Complex integral of logarithmic derivative of $\zeta$

Question

I want to prove that for any $x\geq 2$ we have $$ \begin{split} -\frac{\zeta^{\prime}}{\zeta}(s)&=\sum_{n\leq x}\frac{\Lambda(n)}{n^s}\frac{\log(x/n)}{\log x}+\frac{1}{\log x}\left(\frac{\zeta^{\prime}}{\zeta}(s)\right)^{\prime}+\frac{1}{\log x}\sum_{\rho}\frac{x^{\rho-s}}{(\rho-s)^2}\\ &\qquad\qquad\qquad-\frac{x^{1-s}}{(1-s)^2\log x}+\frac{1}{\log x}\sum_{k=1}^{\infty}\frac{x^{-2k-s}}{(2k+s)^2}. \end{split} $$ The idea of the proof is to consider to express $\frac{\zeta^{\prime}}{\zeta}$ as a Dirichlet series and make use of the identity (for $c>0$) $$ \frac{1}{2\pi i}\int_{c-i\infty}^{c+i\infty}x^s\frac{ds}{s^2}= \begin{cases} \log x &\text{if }x\geq 1,\\ 0 &\text{if } 0\leq x <1. \end{cases} $$ Indeed in this way, setting $c=\max\{1,2-\sigma\}$ and interchanging the order of summation and integration (which is justified b absolute convergence), we get $$ \begin{split} \frac{1}{2\pi i}\int_{c-i\infty}^{c+i\infty}-\frac{\zeta^{\prime}}{\zeta}(s+w)\frac{x^w}{w^2}\,dw&=\frac{1}{2\pi i}\int_{c-i\infty}^{c+i\infty}\left[\sum_{n=1}^{\infty}\frac{\Lambda(n)}{n^{s+w}}\right]\frac{x^w}{w^2}\,dw\\ &=\frac{1}{2\pi i}\sum_{n=1}^{\infty}\frac{\Lambda(n)}{n^s}\int_{c-i\infty}^{c+i\infty}\left(\frac{x}{n}\right)^w\frac{dw}{w^2}\\ &=\sum_{n\leq x}\frac{\Lambda(n)}{n^s}\log(x/n). \end{split} $$ Now I would to estimate the integral in another way: moving the line of integration to the left ($c\to \infty$) and using Cauchy residue theorem. The residue I get is $$ -\frac{\zeta^{\prime}}{\zeta}(s)\log x-\left(\frac{\zeta^{\prime}}{\zeta}(s)\right)^{\prime}-\sum_{\rho}\frac{x^{\rho-s}}{(\rho-s)^2}+\frac{x^{1-s}}{(1-s)^2}-\sum_{k=1}^{\infty}\frac{x^{-2k-s}}{(2k+s)^2}. $$ Therefore I would get my claim if I was able to show that the other integrals go to zero. How can I show it? Let $$ f(w)=-\frac{\zeta^{\prime}}{\zeta}(s+w)\frac{x^w}{w^2} $$ I have to fix $K>0$ and show that $$ \int_{c+iK}^{-K+iK}f(w)\,dw,\qquad \int_{-K+iK}^{-K-iK}f(w)\,dw,\qquad \int_{-K-iK}^{c-iK}f(w)\,dw, $$ all tend to zero as $K\to \infty$. Do you have any hint on how to proceed? Which bound should I use? Thanks for your help!

Answer 1

As suggested by @Peter we can prove the claim as follows. We will use of the following results from the book "Multiplicative Number Theory, I" by Montgomery-Vaughan.
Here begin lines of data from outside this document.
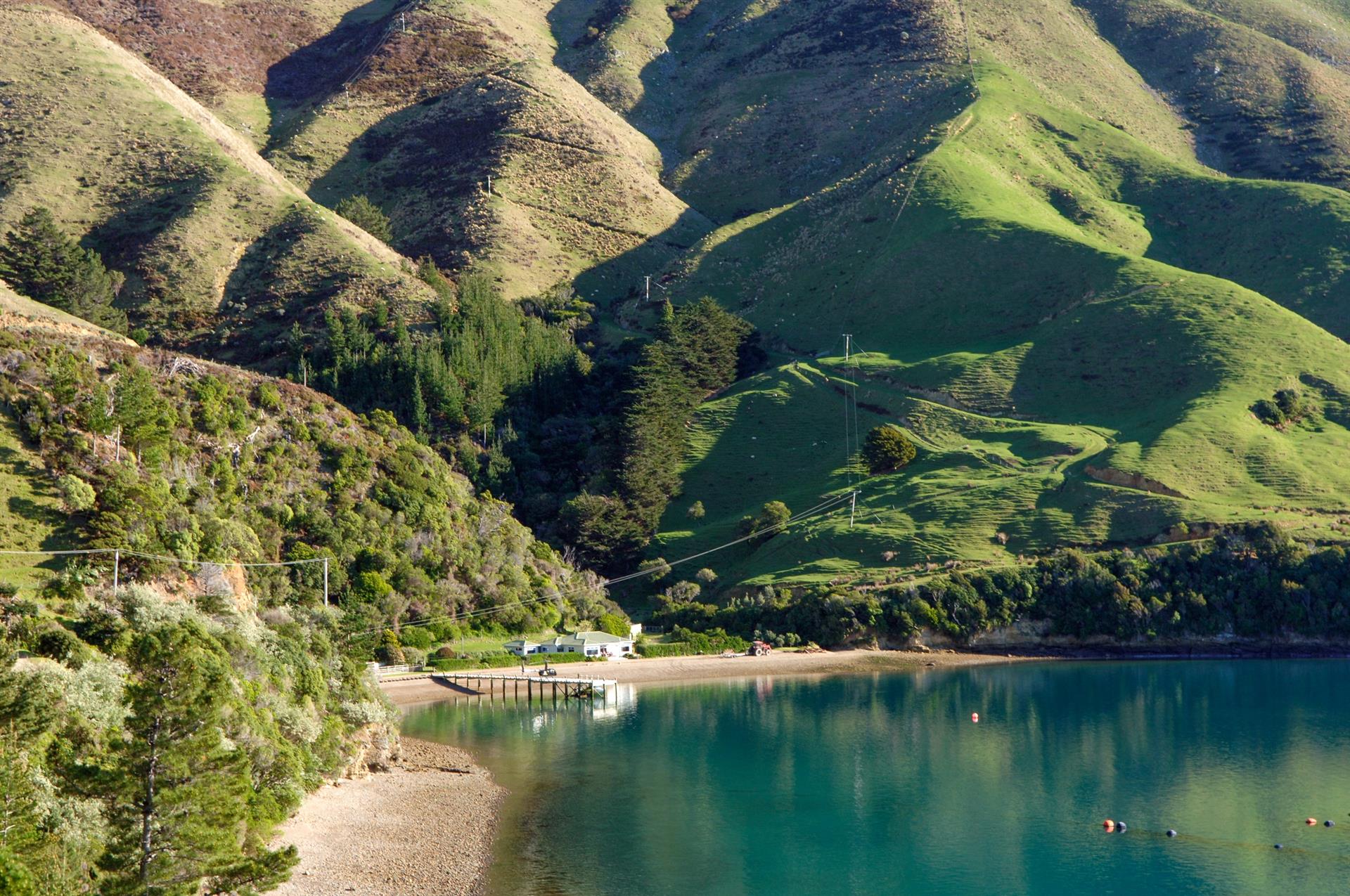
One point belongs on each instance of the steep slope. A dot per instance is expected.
(1059, 313)
(459, 99)
(1261, 107)
(204, 462)
(220, 252)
Lemma 12.2 For each real number $T\geq 2$ there is a $T_1$ with $T\leq T_1\leq T+1$ such that $$ \frac{\zeta^{\prime}}{\zeta}(\sigma+iT_1)\ll(\log T)^2 $$ uniformly for $-1\leq \sigma\leq 2$.

and

Lemma 12.4 Let $\mathcal{A}$ denote the set of points of $s\in\mathbb{C}$ such that $\sigma\leq -1$ and $|s+2k|\geq 1/4$ for every positive integer $k$. Then $$ \frac{\zeta^{\prime}}{\zeta}(s)\ll\log(|s|+1) $$ uniformly for $s\in\mathcal{A}$.
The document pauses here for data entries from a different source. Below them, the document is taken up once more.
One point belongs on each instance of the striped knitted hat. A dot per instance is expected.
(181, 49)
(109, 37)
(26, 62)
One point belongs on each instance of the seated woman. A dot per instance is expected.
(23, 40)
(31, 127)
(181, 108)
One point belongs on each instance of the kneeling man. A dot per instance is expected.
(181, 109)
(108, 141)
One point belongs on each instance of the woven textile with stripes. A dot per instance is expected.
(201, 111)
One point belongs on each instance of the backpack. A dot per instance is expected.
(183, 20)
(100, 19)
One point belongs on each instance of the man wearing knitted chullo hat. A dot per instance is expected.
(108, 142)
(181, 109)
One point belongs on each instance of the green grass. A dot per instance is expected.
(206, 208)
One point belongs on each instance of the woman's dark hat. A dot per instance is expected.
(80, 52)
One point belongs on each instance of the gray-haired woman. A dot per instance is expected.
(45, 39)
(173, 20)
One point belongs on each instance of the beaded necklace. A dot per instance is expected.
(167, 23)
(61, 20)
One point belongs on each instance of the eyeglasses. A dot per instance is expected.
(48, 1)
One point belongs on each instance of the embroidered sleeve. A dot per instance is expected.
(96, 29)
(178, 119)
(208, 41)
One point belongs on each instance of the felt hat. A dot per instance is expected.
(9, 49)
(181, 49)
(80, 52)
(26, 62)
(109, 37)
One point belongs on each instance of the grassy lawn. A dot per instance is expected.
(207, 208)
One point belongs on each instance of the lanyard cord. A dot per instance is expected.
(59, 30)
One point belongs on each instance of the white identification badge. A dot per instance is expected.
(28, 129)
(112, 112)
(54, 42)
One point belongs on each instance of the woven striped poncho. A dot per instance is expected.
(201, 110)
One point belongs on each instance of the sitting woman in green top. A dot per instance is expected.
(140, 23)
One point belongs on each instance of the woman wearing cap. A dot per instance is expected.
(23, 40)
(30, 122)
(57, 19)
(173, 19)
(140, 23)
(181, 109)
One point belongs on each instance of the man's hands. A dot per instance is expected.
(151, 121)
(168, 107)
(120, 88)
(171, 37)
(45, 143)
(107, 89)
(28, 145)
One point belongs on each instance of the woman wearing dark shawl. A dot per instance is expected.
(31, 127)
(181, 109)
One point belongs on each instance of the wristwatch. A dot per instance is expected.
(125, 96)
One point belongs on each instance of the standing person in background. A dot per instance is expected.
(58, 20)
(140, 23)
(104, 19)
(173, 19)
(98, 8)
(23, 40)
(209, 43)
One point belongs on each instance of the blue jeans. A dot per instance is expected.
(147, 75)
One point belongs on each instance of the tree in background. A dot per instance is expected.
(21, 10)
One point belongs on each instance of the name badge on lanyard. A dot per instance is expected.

Using these two results we proceed as follows (basically following the proof of Theorem 12.5 in the same book): let $K$ be a positive integer and consider the contour of integration consisting of the line segments connecting $$ c-iT_1,\quad -K-iT_1,\quad -K+iT_1,\quad c+iT_1 $$ Moreover we split the horizontal segments $$ [-K\pm iT_1,\,c\pm iT_1] $$ in $$ [-K\pm iT_1,\,-1-\Re(s)\pm iT_1]\cup [-1-\Re(s)\pm iT_1,\,c\pm iT_1] $$ Since $|\sigma+iT_1|\geq T$, by Lemma 12.2 if follows that $$ \int_{-1-\Re(s)\pm iT_1}^{c\pm iT_1}-\frac{\zeta^{\prime}}{\zeta}(s+w)\frac{x^w}{w^2}\,dw\ll\frac{(\log T)^2}{T^2}\int_{-1-\Re(s)}^{c}x^{\sigma}d\sigma\ll\frac{x(\log T)^2}{T^2 \log x} $$ which goes to 0 as $T\to \infty$. Similarly, by Lemma 12.4 we have $$ \int_{-K\pm iT_1}^{-1-\Re(s)\pm iT_1}-\frac{\zeta^{\prime}}{\zeta}(s+w)\frac{x^w}{w^2}\,dw\ll \frac{\log T}{T^2}\int_{-K}^{-1-\Re(s)}x^{\sigma}d\sigma\ll\frac{\log T}{T^2}\int_{-\infty}^{-1}x^{\sigma}d\sigma\\ \ll\frac{\log T}{xT^2 \log x} $$ which again tends to 0 as $T\to \infty$. It remains to bound the vertical segment. Using again Lemma 12.4 and subsadditivity of the logarithm, we get $$ \int_{-K-iT_1}^{-K+iT_1}-\frac{\zeta^{\prime}}{\zeta}(s+w)\frac{x^w}{w^2}\,dw\ll\frac{\log (K+T)}{K^2}x^{-K}\int_{-T_1}^{T_1}1\,dt\ll\frac{T\log KT}{K^2x^K} $$ which tends to 0 as $K\to \infty$, proving our claim.